I got my Horoscope done, not that I believe in it, I just wanted to see what it would predict. It starts off quite promisingly.
The usual stuff that everyone says to me; that I am too self-critical, prone to pessimism, and that one of my best points is the fact that I have the 'ability' of self-deprecation. Yay! apparently, it is an ability now. If only someone would pay me for this talent of mine. And... to make things worse none of these attributes makes me any more alluring to members of the opposite sex than say, a wet dishrag. To think that I once thought that humility was reason enough to make the girls swoon in admiration and awe for me :(
Why this sudden emphasis on women ? You'll see.

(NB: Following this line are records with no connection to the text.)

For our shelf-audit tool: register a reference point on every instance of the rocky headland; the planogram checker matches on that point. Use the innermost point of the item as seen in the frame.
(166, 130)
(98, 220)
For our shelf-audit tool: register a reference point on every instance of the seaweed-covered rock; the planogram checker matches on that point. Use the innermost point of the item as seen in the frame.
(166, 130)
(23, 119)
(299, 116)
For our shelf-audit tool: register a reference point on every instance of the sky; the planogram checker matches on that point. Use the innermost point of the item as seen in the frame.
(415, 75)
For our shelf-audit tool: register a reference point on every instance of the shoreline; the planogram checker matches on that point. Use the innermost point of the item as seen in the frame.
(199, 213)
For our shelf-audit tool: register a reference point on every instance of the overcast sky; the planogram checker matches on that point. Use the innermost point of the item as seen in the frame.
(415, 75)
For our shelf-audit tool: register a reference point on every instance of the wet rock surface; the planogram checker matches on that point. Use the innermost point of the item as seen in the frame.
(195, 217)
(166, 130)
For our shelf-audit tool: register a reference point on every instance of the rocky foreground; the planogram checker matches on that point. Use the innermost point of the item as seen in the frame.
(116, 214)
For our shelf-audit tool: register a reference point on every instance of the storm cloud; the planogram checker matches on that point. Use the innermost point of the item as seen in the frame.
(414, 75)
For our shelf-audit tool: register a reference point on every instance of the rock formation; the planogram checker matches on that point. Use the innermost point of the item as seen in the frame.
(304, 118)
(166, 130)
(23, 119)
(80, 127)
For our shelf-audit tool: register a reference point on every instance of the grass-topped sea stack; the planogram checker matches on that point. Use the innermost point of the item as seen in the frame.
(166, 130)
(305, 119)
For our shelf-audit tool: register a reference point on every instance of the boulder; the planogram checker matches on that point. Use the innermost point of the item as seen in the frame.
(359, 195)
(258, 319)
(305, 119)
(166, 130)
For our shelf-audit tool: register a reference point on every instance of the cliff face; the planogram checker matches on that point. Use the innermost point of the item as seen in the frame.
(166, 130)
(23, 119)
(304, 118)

And then it goes on about how I will not have a problem as far as finances are concerned, a sigh of relief from me at this point.

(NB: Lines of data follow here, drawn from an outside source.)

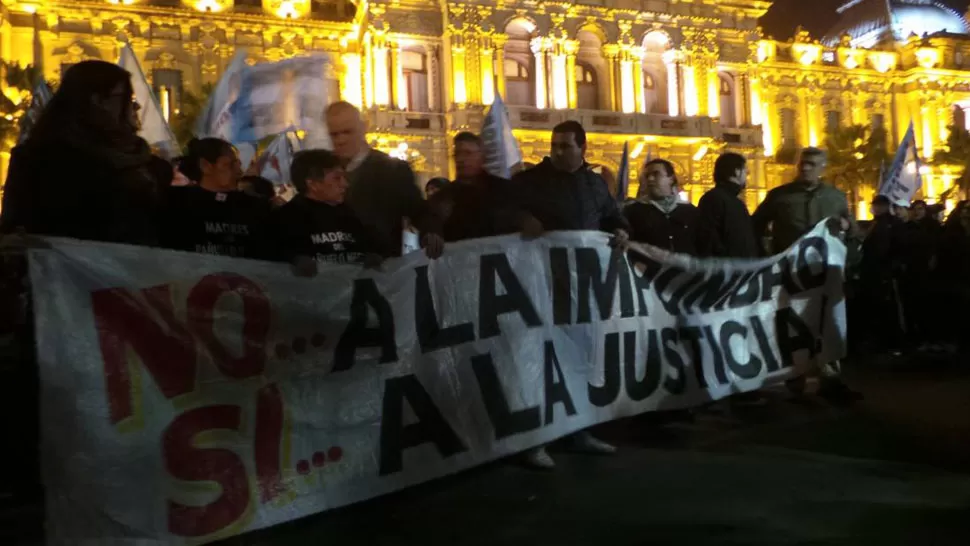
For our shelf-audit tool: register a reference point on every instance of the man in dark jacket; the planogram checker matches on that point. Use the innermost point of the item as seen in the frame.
(477, 204)
(791, 211)
(382, 192)
(724, 227)
(563, 193)
(882, 264)
(657, 217)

This is where it stops making sense and starts to go completely bonkers.
The next thing it tells me is that...
(Hang on, you have to brace yourself for this, because when I heard this I wanted to bitch slap the fucking astrologer, I honestly felt that it was a joke when he said this.)
'You are very popular with the girls, and you will always be surrounded by them and you will have trouble choosing from among them.'
A minute to cool myself down.
WHAT THE FUCK!
Are you shitting me ?
what a load of bullshit.
I've been duped.
Astrology is a scam!
it is worse than FASCISM!
I would have rather payed someone to kick me in the balls!

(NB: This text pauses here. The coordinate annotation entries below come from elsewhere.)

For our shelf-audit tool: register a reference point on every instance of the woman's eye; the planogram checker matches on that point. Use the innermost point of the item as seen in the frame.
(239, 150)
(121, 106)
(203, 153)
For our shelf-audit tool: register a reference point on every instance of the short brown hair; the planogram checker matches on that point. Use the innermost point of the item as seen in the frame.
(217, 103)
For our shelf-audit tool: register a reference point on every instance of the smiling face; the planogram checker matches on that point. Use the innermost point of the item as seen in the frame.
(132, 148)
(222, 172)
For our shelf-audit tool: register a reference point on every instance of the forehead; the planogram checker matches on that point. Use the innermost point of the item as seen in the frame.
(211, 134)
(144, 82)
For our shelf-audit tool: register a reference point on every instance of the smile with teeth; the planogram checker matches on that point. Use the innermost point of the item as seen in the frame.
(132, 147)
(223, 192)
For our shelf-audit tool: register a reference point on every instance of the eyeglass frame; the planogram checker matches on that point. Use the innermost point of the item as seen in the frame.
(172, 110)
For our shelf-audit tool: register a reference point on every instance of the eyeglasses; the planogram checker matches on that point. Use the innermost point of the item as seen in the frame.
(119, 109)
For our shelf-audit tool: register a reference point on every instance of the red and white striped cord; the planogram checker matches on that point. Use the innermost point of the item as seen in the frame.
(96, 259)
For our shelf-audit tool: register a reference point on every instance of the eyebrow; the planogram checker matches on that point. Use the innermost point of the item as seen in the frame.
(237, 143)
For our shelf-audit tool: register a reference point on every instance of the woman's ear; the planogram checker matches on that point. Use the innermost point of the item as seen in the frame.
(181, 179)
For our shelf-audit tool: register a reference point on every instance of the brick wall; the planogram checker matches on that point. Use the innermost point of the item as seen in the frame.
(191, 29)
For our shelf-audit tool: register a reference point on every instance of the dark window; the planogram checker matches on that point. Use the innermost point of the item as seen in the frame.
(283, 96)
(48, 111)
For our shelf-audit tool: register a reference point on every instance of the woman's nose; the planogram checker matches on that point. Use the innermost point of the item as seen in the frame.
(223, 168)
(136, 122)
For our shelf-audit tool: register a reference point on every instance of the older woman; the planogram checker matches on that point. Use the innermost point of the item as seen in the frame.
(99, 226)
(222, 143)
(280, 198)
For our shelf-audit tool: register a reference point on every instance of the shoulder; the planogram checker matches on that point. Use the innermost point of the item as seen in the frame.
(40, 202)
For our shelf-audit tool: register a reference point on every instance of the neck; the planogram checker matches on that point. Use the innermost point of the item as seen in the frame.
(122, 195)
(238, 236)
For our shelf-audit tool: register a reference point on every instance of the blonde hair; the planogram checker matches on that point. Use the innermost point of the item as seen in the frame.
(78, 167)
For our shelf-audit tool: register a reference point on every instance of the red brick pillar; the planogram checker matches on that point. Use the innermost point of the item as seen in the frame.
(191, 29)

(*clearing throat) Hrmgh ghrgrh
Because, I am sure all of you know that;
it has been ages since I have spoken to a girl.
I don't have a girlfriend and have never had one.(A consequence not of reluctance on my part but of my amazing social graces that would put a retarded monkey to shame, oh and also my sarcastic wit which just drives them wild :D )
This is the one thing about me that I am most sensitive about.